January 16, 2015
Sir, Tom Braithwaite and Martin Arnold write: “Together with regulatory and investor pressure for higher returns, universal banks have lost their luster around the world”, “Regulators test the universal banking model”, January 16.
Of course the minimum minimorum equity banks were required to hold against some assets, 1.6 percent of the AAArisktocracy, and even zero in the case of “infallible” sovereigns, served as a potent growth hormone for the too big to fail banks. No doubt about it.
But, the problem is not that imposing, for instance an 8 percent equity requirement against all assets, would fatally wound big banks, or in this case the universal banking model. The real problem is that the journey from here to there would be extremely difficult. But since it really was the regulator, the supposedly responsible parent, who so foolishly gave in to what the children, the banks screamingly wanted, it really should be the regulator who now must assume his responsibilities to help the banks, the children, to adapt to the new much firmer rules of the house.
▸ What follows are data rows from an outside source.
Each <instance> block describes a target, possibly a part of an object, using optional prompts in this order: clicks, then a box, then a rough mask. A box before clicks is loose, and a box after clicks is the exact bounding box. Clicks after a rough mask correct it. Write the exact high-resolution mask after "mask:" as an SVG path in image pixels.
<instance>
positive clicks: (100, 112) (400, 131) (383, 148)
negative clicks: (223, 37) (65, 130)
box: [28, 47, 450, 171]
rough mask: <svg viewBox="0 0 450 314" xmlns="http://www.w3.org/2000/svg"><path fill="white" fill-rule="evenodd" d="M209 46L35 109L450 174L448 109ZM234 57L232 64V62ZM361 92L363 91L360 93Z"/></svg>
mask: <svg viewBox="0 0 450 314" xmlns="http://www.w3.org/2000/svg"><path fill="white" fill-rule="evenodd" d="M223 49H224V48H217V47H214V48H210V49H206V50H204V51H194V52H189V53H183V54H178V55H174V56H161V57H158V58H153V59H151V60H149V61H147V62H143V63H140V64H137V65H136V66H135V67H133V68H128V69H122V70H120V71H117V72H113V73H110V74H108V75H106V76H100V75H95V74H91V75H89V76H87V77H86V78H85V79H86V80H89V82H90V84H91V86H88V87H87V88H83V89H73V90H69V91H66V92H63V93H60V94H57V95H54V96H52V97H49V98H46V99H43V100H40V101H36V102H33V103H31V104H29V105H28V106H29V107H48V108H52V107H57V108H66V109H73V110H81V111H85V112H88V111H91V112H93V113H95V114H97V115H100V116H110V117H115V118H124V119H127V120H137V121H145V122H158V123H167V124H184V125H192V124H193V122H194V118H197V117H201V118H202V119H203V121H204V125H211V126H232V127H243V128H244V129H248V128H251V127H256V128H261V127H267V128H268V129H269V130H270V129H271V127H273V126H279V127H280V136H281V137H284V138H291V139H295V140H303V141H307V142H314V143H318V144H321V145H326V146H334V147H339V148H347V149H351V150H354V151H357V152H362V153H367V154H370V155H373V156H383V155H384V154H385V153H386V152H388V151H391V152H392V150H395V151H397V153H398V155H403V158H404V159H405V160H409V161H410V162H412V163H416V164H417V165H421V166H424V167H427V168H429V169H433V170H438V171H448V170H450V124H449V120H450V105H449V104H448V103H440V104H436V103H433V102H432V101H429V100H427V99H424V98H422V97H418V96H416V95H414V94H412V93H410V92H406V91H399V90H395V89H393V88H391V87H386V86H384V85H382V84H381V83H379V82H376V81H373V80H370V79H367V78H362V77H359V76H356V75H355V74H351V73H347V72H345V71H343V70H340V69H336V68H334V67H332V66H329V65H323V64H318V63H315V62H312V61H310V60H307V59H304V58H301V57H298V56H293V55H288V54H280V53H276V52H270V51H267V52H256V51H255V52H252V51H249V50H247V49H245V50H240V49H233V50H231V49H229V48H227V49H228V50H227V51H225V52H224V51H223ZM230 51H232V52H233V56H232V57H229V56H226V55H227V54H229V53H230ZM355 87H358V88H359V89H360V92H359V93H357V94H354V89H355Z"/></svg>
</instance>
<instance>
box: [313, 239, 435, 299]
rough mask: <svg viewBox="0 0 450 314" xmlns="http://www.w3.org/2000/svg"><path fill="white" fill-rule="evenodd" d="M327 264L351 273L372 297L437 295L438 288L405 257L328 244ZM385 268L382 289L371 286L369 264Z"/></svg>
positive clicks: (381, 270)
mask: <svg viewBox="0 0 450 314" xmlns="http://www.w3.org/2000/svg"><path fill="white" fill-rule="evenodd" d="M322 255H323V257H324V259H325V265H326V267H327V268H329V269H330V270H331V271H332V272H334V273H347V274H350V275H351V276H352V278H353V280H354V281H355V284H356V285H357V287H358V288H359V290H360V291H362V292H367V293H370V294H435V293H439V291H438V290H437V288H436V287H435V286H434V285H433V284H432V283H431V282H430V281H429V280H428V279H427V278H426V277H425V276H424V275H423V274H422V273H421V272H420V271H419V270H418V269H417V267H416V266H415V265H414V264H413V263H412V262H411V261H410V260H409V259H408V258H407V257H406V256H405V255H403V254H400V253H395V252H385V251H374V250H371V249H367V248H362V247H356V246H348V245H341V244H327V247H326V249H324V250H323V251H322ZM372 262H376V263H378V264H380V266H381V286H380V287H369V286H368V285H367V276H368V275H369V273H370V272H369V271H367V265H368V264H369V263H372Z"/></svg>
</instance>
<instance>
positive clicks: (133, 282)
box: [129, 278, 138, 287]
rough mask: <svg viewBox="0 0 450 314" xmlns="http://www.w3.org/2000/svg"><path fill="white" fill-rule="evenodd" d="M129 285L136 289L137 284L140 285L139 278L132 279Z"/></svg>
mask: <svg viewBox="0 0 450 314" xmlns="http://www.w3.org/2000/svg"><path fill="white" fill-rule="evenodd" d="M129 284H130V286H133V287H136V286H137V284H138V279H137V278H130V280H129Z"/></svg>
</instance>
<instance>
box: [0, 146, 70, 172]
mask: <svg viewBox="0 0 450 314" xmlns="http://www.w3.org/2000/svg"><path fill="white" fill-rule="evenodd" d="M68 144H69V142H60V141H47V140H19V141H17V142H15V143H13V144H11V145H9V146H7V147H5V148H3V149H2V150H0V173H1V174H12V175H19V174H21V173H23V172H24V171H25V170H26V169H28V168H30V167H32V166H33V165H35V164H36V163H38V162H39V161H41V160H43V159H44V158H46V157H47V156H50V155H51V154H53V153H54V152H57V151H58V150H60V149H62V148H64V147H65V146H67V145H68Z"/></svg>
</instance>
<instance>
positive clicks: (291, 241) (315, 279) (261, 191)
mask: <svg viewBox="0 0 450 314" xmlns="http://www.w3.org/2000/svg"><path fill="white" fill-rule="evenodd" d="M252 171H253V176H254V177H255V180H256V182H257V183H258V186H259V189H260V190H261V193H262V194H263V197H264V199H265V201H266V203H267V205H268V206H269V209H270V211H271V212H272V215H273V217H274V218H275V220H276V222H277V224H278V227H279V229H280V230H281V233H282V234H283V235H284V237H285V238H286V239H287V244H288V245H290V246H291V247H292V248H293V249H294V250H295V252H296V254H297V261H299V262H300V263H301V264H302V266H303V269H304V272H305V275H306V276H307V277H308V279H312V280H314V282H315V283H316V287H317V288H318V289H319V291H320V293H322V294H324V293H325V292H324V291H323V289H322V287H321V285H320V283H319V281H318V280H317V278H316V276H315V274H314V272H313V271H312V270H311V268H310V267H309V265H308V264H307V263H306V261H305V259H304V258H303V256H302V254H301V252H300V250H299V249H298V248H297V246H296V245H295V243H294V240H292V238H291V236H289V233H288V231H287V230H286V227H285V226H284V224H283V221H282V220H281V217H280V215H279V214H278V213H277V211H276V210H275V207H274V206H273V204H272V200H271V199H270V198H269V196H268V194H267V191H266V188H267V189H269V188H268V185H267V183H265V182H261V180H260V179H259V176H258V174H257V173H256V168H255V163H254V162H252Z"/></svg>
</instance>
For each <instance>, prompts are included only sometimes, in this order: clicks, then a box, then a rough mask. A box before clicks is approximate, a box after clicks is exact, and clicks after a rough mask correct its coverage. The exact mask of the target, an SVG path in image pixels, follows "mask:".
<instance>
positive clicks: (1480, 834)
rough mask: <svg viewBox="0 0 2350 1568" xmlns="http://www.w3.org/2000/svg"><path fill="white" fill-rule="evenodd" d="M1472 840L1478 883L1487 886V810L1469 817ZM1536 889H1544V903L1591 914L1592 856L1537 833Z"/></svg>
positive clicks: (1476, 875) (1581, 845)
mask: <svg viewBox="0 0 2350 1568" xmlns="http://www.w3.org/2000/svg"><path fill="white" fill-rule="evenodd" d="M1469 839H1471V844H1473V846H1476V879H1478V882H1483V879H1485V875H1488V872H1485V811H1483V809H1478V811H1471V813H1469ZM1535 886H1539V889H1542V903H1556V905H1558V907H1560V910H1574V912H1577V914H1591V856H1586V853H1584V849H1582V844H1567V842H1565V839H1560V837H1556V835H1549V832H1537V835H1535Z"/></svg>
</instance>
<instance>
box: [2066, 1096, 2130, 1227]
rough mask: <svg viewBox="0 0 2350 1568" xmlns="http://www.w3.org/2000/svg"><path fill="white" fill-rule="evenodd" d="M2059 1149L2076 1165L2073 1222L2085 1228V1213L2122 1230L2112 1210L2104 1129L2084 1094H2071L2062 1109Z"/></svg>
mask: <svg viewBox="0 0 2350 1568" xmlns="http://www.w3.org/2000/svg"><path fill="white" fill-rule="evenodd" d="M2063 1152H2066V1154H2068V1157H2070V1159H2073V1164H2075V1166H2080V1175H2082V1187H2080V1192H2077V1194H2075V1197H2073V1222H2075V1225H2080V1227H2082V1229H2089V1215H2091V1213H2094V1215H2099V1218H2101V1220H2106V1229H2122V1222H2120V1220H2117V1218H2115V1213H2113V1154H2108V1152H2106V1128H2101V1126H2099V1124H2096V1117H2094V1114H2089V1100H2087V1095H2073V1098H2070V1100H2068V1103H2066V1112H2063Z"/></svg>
If only enough of the QE’s had been invested in bank equity, to make up completely for the equity shortfall caused by new requirements, central banks would probably now be reselling those shares to an avid market. That because, for a bank’s shareholders, it is also the journey from here to there that most frightens them. To have less risky bank shares producing lower returns is no problem whatsoever for any normal shareholder.
To sell such bank equity assistance scheme, could indeed be politically nightmarish… but if we want to put some decent order back in the system, in order to avoid our kids and grandchildren becoming a lost generation, someone has to do it.
FT, what about at least daring to talk about it?